In light of Mr. Williams’ tribulations (see Bryan Burrough’s April 30, 2015 article for Vanity Fair highlighting the Williams scandal and other scandals plaguing NBC News), it seems odd to see his name listed in this paean to NBC’s news reporting prowess. As well, the claim to have “the most advanced media player in existence” seems an act of hubris. Where technology is concerned, the ‘most advanced’ of anything becomes a laughable claim surprisingly quickly.
Moving on, I gather NBC Learn has embarked on a new project with the US National Science Foundation (NSF), ‘Nanotechnology: Super Small Science‘ to which they have devoted a webpage where they now (Jan. 21, 2016) posted six videos,
Nanotechnology at the Surface
Nano-Enabled Sensors and Nanoparticles
A Powerful Solution
Harnessing the Nanoscale
I watched ‘Nanotechnology at the Surface’ which is about coatings and it is pretty good. I do have a couple of provisos. Some of the terminology seemed a bit odd; they used the term “nature inspired” where the term used more commonly by scientists and engineers is “bioinspired” or “bioinspiration.” As well, they focused on one researcher’s work and strategies in what is a very competitive area of research. Hopefully, the curriculum expands on the ideas and research cited in the videos. Finally, for someone who’s very new to nanotechnology, it might be a good idea to first watch the video embedded in the following section.

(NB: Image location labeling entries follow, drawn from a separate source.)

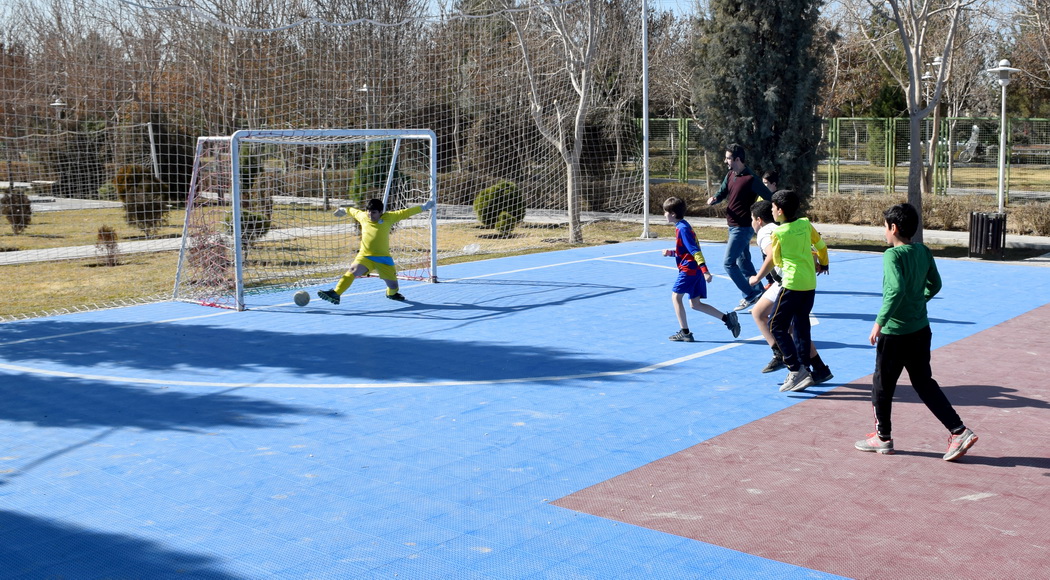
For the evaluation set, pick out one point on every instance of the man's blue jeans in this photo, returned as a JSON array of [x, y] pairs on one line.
[[738, 264]]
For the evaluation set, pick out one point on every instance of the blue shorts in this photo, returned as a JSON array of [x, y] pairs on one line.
[[692, 285]]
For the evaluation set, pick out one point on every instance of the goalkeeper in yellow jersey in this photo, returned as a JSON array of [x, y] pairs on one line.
[[375, 251]]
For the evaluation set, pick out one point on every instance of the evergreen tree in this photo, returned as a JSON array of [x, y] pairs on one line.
[[757, 84]]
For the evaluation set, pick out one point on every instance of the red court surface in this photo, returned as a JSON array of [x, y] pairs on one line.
[[792, 488]]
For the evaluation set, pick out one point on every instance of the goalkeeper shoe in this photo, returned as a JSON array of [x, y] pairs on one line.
[[329, 295], [681, 336]]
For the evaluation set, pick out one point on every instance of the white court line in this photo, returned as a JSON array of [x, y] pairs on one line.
[[552, 378]]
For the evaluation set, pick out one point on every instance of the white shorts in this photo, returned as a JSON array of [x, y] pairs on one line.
[[772, 292]]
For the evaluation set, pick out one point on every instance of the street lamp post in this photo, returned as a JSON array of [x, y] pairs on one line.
[[1004, 69], [59, 105], [364, 89]]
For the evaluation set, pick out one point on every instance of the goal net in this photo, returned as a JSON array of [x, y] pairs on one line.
[[259, 210]]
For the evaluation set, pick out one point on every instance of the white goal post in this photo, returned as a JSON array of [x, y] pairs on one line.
[[259, 209]]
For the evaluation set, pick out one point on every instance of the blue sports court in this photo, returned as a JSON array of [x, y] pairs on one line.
[[433, 438]]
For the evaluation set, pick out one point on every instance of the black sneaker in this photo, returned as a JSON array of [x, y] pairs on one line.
[[821, 375], [329, 295], [775, 364], [733, 324], [681, 336]]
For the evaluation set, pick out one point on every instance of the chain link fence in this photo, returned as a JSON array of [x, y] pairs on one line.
[[872, 156]]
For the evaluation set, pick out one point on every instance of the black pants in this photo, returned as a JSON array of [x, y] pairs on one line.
[[894, 353], [792, 313]]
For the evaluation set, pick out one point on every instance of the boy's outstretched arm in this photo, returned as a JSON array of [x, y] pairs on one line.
[[764, 269], [818, 243]]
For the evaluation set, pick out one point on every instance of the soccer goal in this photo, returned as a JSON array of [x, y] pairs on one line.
[[259, 210]]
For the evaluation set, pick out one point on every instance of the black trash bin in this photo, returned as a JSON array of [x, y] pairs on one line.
[[987, 234]]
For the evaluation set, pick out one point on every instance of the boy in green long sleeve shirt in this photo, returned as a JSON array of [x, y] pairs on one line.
[[902, 335]]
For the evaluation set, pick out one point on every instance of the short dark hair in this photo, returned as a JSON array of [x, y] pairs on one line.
[[676, 206], [905, 218], [772, 177], [736, 150], [763, 210], [789, 203]]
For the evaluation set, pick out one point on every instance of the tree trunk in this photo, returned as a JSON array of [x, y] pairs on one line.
[[572, 184], [916, 171]]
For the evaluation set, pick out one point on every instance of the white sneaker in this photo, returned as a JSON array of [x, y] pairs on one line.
[[797, 380]]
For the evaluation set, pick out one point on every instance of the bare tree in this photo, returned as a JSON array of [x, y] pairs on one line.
[[575, 29], [912, 21]]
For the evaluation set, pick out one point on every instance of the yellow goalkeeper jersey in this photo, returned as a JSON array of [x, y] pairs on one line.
[[376, 235]]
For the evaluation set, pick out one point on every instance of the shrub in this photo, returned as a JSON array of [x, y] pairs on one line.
[[1040, 215], [145, 211], [145, 206], [505, 224], [17, 209], [503, 197], [253, 226], [105, 247]]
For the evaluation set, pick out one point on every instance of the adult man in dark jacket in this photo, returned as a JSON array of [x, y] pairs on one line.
[[740, 188]]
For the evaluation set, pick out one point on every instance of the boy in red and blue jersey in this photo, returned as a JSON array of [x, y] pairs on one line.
[[693, 274]]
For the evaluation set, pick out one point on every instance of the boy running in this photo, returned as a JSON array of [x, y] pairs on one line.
[[375, 251], [902, 335], [791, 249], [693, 274], [761, 220]]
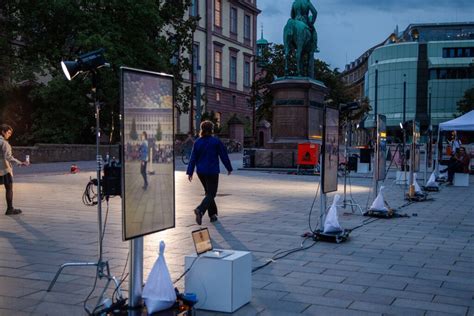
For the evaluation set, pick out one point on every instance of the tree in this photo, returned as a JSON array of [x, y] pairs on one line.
[[133, 130], [138, 34], [466, 104]]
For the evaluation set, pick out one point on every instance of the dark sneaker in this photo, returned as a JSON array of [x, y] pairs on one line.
[[13, 211], [198, 216]]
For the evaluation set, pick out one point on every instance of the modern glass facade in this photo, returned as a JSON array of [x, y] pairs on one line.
[[428, 66]]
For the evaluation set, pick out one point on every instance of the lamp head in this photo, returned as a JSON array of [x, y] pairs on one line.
[[84, 63]]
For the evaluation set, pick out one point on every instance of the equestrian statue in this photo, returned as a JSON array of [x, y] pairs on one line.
[[300, 35]]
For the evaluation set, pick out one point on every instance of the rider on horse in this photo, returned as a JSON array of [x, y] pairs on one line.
[[300, 11]]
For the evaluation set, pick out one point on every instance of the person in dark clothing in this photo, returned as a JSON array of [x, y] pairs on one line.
[[144, 159], [6, 168], [205, 158], [458, 163]]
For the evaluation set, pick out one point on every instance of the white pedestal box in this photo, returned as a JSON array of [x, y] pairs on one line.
[[362, 167], [402, 177], [222, 285], [461, 179]]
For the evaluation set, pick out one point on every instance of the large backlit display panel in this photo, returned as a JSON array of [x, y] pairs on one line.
[[147, 137]]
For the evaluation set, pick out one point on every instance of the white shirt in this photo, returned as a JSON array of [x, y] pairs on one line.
[[6, 157]]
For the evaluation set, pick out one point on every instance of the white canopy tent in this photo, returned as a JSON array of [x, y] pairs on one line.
[[462, 123]]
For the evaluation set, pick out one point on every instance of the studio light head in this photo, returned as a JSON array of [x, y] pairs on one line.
[[349, 107], [84, 63]]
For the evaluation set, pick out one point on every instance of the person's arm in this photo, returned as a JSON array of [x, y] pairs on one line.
[[224, 157], [7, 152], [192, 163]]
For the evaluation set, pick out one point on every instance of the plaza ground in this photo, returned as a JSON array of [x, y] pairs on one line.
[[420, 265]]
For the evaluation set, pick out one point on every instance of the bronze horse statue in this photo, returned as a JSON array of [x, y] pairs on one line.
[[299, 35]]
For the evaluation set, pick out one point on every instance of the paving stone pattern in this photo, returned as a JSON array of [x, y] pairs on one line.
[[421, 265]]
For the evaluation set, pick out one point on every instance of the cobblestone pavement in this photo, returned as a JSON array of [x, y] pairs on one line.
[[421, 265]]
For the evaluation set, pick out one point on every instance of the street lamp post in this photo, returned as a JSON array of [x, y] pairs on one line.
[[404, 120], [430, 132], [198, 98]]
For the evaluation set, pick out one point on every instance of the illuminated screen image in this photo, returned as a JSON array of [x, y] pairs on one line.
[[331, 150], [147, 137], [202, 241]]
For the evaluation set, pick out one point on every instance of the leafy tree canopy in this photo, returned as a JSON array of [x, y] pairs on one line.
[[138, 34]]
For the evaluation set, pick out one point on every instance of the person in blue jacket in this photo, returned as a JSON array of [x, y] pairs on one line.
[[205, 158]]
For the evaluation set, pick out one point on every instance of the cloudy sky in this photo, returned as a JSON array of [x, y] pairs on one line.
[[347, 28]]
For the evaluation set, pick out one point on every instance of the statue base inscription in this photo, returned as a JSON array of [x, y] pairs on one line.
[[298, 105]]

Community Idea Stations and an introductory nano video
Community Idea Stations are found in the US state of Virginia according to the organization’s About page,
We are the largest locally owned and operated media company in the region, each week reaching more than 300,000 people throughout central Virginia of every age, demographic and economic circumstance. WCVE PBS, WCVW PBS, lifestyle channel WCVE Create and international program channel MHz Worldview serve the Richmond community with television programming.
IdeaStations.org provides all of central Virginia with additional content for lifelong learners of all ages.

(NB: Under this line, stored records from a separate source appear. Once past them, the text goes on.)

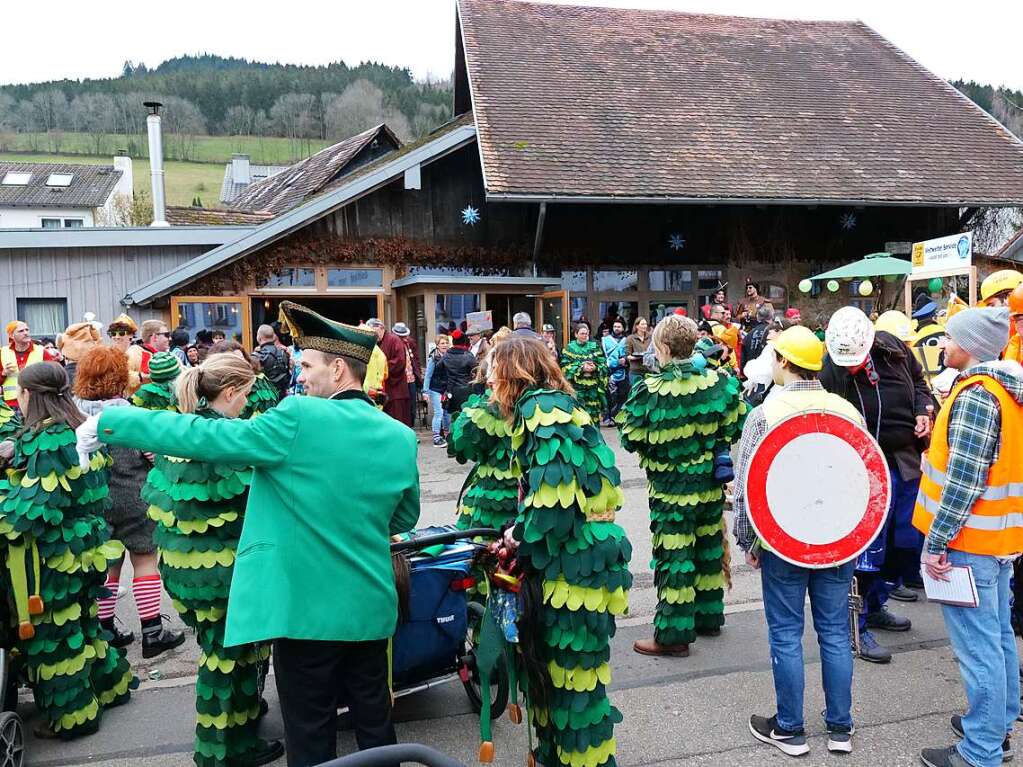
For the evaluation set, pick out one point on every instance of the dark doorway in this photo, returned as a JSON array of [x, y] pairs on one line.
[[351, 310]]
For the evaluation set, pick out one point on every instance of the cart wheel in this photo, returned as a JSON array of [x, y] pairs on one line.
[[11, 739], [499, 680]]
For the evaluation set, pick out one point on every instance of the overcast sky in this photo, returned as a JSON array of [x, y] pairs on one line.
[[978, 40]]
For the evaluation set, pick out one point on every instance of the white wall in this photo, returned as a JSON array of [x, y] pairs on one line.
[[32, 218]]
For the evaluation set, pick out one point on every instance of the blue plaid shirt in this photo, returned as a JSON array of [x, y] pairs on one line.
[[974, 431]]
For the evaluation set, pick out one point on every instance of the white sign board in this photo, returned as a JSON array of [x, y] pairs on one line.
[[477, 322], [943, 254]]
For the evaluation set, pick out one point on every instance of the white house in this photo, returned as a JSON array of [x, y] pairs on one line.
[[59, 195]]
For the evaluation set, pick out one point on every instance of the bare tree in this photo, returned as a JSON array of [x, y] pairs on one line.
[[359, 107], [94, 114]]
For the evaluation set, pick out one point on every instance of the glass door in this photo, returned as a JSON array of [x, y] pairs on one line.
[[553, 308]]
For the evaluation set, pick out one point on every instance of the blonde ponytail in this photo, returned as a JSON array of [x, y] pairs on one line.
[[209, 379]]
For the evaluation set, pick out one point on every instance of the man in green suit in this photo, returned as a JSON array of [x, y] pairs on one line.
[[334, 478]]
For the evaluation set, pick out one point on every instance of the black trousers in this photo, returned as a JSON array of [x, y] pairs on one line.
[[313, 677]]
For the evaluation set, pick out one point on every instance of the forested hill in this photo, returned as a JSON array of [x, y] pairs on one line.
[[210, 94]]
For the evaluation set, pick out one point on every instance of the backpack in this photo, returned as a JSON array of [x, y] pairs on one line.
[[274, 367]]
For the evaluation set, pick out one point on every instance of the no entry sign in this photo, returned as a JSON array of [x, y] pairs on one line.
[[817, 489]]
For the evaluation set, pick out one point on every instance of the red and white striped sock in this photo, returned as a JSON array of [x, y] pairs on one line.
[[108, 604], [146, 590]]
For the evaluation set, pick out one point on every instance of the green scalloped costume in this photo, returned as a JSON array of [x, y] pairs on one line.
[[154, 396], [591, 389], [262, 397], [199, 508], [677, 420], [480, 434], [49, 505], [569, 538]]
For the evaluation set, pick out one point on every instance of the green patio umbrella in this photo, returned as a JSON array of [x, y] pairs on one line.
[[875, 265]]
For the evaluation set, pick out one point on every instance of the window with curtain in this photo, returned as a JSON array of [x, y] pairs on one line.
[[43, 316]]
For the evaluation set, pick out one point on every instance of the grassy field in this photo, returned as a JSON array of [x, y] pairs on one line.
[[263, 150], [183, 181]]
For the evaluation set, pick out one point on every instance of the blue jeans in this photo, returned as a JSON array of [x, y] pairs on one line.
[[984, 645], [785, 588], [441, 416]]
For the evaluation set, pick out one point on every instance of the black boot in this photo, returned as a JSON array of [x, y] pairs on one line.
[[120, 638], [157, 638]]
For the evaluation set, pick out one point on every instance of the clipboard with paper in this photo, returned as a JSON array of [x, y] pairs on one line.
[[960, 590]]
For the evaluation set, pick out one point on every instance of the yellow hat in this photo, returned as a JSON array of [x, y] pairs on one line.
[[896, 323], [801, 347], [999, 281]]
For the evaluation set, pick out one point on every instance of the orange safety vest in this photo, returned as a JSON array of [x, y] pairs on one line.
[[8, 357], [994, 527]]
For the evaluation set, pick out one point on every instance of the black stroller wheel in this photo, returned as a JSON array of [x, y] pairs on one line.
[[11, 739], [499, 681]]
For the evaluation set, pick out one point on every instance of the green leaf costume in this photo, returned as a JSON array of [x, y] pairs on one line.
[[591, 389], [569, 539], [677, 420], [199, 508], [154, 396], [54, 542], [262, 397], [490, 496]]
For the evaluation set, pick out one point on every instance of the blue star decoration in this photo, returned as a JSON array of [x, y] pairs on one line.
[[470, 216]]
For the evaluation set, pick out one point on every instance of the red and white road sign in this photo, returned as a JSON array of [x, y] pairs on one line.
[[817, 489]]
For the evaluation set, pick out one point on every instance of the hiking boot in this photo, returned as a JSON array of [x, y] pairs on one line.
[[788, 741], [268, 751], [902, 594], [885, 621], [157, 638], [118, 638], [947, 757], [1007, 746], [871, 650], [839, 738], [651, 647]]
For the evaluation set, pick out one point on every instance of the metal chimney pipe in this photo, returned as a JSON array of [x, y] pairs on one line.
[[157, 164]]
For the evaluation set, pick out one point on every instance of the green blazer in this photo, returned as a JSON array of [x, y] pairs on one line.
[[332, 481]]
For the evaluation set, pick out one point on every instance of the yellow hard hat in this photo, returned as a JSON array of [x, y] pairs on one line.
[[896, 323], [801, 347], [999, 281]]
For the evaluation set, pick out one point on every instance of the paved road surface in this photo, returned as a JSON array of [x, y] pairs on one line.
[[677, 712]]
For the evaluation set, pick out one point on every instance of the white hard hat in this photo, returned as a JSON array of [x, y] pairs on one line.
[[849, 336]]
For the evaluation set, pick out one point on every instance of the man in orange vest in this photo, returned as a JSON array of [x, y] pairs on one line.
[[20, 351], [971, 509]]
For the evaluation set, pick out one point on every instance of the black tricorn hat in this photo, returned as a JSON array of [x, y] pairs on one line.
[[312, 330]]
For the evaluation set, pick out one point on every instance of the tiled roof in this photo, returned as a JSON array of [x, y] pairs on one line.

A recent nano video initiative is being profiled by Dr. Quinn Spadola on the organization’s Science Matters: What Can Nanotechnology Do For You? webpage (Note: Links have been removed),
Western Carolina University Professor Mary Anna LaFratta recently challenged her motion graphics students to create short animations about something so small you can’t see it – even with a conventional microscope. They needed to illustrate nanotechnology: science, engineering, and technology at the nanoscale—from one to one hundred nanometers. Nano means “billionth” and a nanometer is a billionth of a meter. How small is a billionth of a meter? A baseball bat is about a meter; a nanometer is about the length your fingernail grew while you were reading the last four words of this sentence.
This project spans science, technology, engineering, art, and mathematics (STEAM). The animation scripts came from nanotechnology experts who helped the animation students to understand what they were depicting. Professors and students from the School of Art and Design and the School of Music collaborated to compose music, record narration, and build animations. STEAM isn’t just a personal passion for LaFratta who has worked on “STEAM projects before STEAM was STEAM,” but because “visualizing STEM concepts is an area in which students could direct their graphic design careers.”
Here’s the first animation in this three-part series, What Can Nanotechnology Do For You? by Justin Warren,
Two more videos will be forthcoming in the series, one focusing on nano and health and the other on nano and energy.